Chronic lymphocytic leukaemia (CLL) is the most common leukaemia accounting for some 30% of adult leukaemia’s in western countries It is due to an accumulation of small B-cells in the blood, the bone marrow and secondary lymphoid organs. Although this accumulation reflects lack of apoptosis, CLL cells do proliferate and their mitotic index and telomere length correlate with the degree of malignancy as reflected by the Binet [145] or Rai [146] clinical staging or the mutational status of Ig hyper variable regions, currently the gold biological standard for prognosis in this disease [147-149]. Somatically Ig hyper mutated (M-CLL) is typically indolent whereas Ig unmutated (U-CLL) is more aggressive [150, 151]. The cellular origin of CLL has been intensively debated, however contrary to the prevailing view that CLL originate from memory/activated B2 B-cells, we favour the recent hypothesis that CLL B-cells originate from malignant transformation of CD5+B-cells [152]. Moreover both indolent and aggressive CLL originate from B-cells endowed with an auto reactive surface Ig which supports the hypothesis of a common molecular mechanism for both CLL types albeit occurring at two cellular differentiation stages [153].

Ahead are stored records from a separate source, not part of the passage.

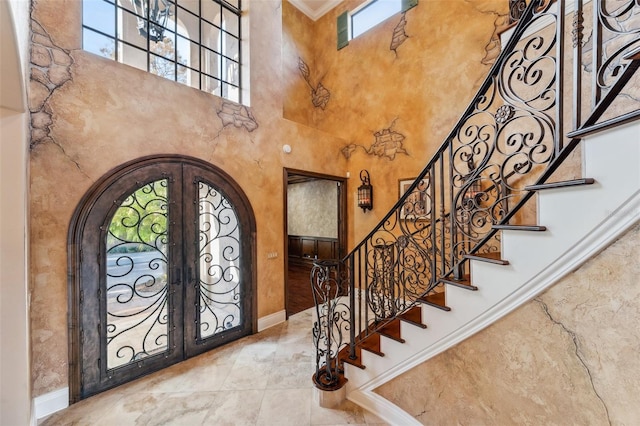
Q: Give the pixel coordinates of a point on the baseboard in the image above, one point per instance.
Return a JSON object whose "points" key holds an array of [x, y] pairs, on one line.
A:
{"points": [[382, 408], [608, 231], [271, 320], [51, 402]]}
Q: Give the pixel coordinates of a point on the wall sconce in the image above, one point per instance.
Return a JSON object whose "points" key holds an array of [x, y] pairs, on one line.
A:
{"points": [[365, 192]]}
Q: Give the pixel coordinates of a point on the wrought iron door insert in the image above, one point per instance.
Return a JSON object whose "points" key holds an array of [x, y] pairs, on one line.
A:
{"points": [[161, 255]]}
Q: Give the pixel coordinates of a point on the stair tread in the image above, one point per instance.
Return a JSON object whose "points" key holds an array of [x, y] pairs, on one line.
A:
{"points": [[493, 257], [413, 316], [436, 300], [462, 283], [521, 227], [560, 184], [392, 330], [372, 344], [343, 355]]}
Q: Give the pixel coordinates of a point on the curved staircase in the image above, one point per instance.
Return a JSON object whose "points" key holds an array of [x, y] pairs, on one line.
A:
{"points": [[418, 284], [578, 219]]}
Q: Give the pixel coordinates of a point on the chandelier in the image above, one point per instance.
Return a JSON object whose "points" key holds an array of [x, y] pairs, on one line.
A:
{"points": [[154, 14]]}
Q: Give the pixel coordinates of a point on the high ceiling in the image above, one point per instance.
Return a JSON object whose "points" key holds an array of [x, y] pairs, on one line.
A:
{"points": [[314, 9]]}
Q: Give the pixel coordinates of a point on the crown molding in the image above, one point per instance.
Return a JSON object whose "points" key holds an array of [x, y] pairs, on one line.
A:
{"points": [[315, 14]]}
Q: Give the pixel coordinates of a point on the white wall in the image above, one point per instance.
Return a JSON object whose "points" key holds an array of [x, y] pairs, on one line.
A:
{"points": [[15, 377]]}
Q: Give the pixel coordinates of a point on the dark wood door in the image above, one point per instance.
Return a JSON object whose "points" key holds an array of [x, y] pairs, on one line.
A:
{"points": [[165, 271]]}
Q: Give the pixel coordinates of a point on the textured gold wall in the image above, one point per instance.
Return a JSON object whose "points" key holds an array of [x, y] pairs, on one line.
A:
{"points": [[570, 356], [392, 108], [90, 115]]}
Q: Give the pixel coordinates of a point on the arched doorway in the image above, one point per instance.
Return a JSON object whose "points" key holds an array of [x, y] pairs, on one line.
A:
{"points": [[161, 266]]}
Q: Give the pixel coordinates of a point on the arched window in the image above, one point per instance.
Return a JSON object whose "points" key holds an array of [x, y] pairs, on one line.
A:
{"points": [[194, 42], [161, 267]]}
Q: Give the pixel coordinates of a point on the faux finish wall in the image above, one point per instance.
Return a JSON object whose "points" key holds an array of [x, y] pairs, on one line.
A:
{"points": [[383, 93], [90, 114], [570, 356], [386, 112]]}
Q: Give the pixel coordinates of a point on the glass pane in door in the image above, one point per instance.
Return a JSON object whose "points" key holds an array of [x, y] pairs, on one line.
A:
{"points": [[218, 263], [136, 281]]}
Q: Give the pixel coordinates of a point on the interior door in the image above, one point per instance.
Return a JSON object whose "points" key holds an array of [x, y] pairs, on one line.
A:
{"points": [[165, 273]]}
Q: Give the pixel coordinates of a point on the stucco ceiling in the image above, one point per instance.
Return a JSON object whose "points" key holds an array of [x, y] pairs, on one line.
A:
{"points": [[314, 9]]}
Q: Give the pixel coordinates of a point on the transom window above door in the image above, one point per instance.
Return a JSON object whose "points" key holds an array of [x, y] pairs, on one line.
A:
{"points": [[193, 42]]}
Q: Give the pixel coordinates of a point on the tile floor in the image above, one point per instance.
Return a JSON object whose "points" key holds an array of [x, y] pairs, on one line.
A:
{"points": [[264, 379]]}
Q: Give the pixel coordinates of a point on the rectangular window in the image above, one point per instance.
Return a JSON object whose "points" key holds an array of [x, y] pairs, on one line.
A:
{"points": [[371, 14], [193, 42]]}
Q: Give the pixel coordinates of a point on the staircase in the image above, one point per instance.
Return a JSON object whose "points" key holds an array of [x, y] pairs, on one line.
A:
{"points": [[419, 284]]}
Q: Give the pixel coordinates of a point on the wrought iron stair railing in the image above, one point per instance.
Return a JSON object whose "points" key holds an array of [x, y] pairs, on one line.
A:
{"points": [[509, 138]]}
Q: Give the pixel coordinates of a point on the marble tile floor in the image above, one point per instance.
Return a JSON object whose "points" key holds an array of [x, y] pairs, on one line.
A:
{"points": [[264, 379]]}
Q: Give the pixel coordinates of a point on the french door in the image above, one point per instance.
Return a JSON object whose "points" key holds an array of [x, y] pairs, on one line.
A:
{"points": [[162, 256]]}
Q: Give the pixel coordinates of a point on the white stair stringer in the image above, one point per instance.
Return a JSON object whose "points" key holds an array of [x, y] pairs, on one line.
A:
{"points": [[581, 221]]}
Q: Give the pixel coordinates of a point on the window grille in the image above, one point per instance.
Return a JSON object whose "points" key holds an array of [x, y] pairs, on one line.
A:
{"points": [[193, 42]]}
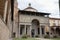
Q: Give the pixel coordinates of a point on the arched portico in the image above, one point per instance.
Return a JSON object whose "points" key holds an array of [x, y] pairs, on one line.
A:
{"points": [[35, 27]]}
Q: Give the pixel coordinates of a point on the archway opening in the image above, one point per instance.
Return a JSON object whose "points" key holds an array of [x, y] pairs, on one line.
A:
{"points": [[35, 28]]}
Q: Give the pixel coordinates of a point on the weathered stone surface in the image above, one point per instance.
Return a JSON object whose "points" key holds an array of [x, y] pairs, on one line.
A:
{"points": [[4, 31]]}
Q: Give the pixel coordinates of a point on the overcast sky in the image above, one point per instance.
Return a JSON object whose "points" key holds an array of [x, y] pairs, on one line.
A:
{"points": [[48, 6]]}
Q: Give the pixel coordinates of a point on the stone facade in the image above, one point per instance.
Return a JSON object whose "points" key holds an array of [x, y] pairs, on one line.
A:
{"points": [[55, 26], [4, 30]]}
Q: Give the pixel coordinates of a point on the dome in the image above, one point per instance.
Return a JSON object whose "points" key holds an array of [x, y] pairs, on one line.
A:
{"points": [[30, 8]]}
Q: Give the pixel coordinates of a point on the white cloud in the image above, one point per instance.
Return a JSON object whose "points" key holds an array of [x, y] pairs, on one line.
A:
{"points": [[50, 6]]}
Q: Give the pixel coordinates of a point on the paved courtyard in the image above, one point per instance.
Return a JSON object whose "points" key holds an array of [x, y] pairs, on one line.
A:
{"points": [[42, 39]]}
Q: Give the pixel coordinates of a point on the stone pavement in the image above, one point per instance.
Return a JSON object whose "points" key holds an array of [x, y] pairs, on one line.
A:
{"points": [[42, 39]]}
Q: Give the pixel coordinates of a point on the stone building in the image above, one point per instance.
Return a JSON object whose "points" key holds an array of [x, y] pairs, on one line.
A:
{"points": [[31, 22], [55, 26], [4, 31]]}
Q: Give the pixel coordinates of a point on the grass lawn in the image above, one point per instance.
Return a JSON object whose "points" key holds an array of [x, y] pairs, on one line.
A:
{"points": [[25, 39]]}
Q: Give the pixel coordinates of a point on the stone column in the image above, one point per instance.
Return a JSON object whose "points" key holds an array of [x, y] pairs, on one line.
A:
{"points": [[25, 29], [40, 32], [19, 31], [30, 30]]}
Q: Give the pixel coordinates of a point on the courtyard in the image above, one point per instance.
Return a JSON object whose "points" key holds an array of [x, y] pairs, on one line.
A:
{"points": [[37, 39]]}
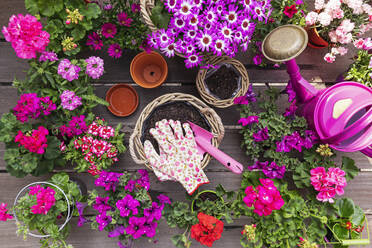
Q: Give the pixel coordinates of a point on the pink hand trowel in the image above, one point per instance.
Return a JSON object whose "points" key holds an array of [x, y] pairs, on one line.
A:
{"points": [[203, 139]]}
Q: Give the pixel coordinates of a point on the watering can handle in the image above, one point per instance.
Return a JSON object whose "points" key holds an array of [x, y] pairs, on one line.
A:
{"points": [[351, 130]]}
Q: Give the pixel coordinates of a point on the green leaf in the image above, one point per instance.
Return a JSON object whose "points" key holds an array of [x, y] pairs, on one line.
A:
{"points": [[345, 207], [348, 165], [341, 232], [32, 7]]}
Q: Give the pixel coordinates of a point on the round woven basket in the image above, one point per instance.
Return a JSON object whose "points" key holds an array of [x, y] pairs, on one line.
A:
{"points": [[136, 148], [146, 7], [204, 92]]}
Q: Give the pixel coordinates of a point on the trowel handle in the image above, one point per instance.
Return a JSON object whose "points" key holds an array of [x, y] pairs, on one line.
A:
{"points": [[222, 157]]}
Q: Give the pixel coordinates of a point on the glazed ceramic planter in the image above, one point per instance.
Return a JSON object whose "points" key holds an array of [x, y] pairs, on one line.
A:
{"points": [[123, 100], [149, 70], [315, 40]]}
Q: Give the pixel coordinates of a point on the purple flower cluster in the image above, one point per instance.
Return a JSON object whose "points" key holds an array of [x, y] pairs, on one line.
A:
{"points": [[30, 105], [108, 180], [295, 141], [75, 126], [216, 26], [271, 170], [248, 97], [261, 135], [69, 100], [67, 70], [94, 67]]}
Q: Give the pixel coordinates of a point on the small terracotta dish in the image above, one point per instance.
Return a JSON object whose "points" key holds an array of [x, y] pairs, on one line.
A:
{"points": [[149, 70], [123, 100]]}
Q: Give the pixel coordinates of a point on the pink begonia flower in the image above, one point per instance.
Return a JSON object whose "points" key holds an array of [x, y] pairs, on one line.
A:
{"points": [[329, 58], [248, 120], [319, 4], [324, 19], [328, 183], [359, 43], [311, 18]]}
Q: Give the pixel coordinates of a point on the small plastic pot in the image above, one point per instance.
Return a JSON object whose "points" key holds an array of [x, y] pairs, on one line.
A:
{"points": [[149, 70], [123, 100], [315, 41]]}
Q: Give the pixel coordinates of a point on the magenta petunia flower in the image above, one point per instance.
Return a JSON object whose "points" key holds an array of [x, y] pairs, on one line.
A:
{"points": [[124, 19], [115, 50], [108, 30], [94, 67], [94, 41]]}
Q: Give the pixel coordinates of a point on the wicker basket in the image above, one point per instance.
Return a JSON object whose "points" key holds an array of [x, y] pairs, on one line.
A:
{"points": [[203, 91], [136, 148]]}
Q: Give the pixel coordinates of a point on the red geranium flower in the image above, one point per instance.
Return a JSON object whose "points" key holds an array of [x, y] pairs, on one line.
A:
{"points": [[208, 229], [290, 10]]}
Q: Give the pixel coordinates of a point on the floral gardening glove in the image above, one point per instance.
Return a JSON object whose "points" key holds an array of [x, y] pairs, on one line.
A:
{"points": [[179, 158]]}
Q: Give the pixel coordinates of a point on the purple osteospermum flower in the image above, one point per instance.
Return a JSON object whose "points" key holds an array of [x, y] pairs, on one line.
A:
{"points": [[101, 204], [164, 199], [205, 41], [169, 50], [94, 41], [163, 38], [261, 135], [69, 100], [124, 19], [177, 22], [193, 60], [45, 55], [136, 227], [274, 171], [108, 180], [153, 213], [248, 120], [153, 40], [185, 8], [150, 228], [115, 50], [127, 205], [231, 16], [68, 71], [80, 207], [119, 230], [171, 5], [219, 47], [108, 30], [103, 220], [226, 32], [94, 67]]}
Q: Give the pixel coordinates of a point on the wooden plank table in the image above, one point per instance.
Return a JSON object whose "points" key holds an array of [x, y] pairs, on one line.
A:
{"points": [[179, 80]]}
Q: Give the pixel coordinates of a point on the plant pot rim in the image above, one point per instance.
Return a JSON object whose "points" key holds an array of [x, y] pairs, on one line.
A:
{"points": [[69, 211], [142, 55], [122, 112], [201, 192]]}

CLL B-cells overexpress functional CXCR4 that may help B-cell to survive/proliferate and is associated with increased response to CXCL12 [154]. Indeed it has been noticed that CLL cells survive longer in vitro when cocultured with bone marrow stromal cells [155-157]. Interestingly survival mechanisms were linked to stimulation of CXCL12/CXCR4 and VLA4/VCAM axis [158-160]. This suggested that CLL cells are stimulated in protective microenvironments in the bone marrow or in secondary lymphoid organs and indeed proliferation centres with stromal cells and T-cells associated with CLL cells so called pseudo follicles were observed in these tissues [147, 161-164]. CLL cells in the blood are likely more sensitive to drugs than they are in lymphoid tissues.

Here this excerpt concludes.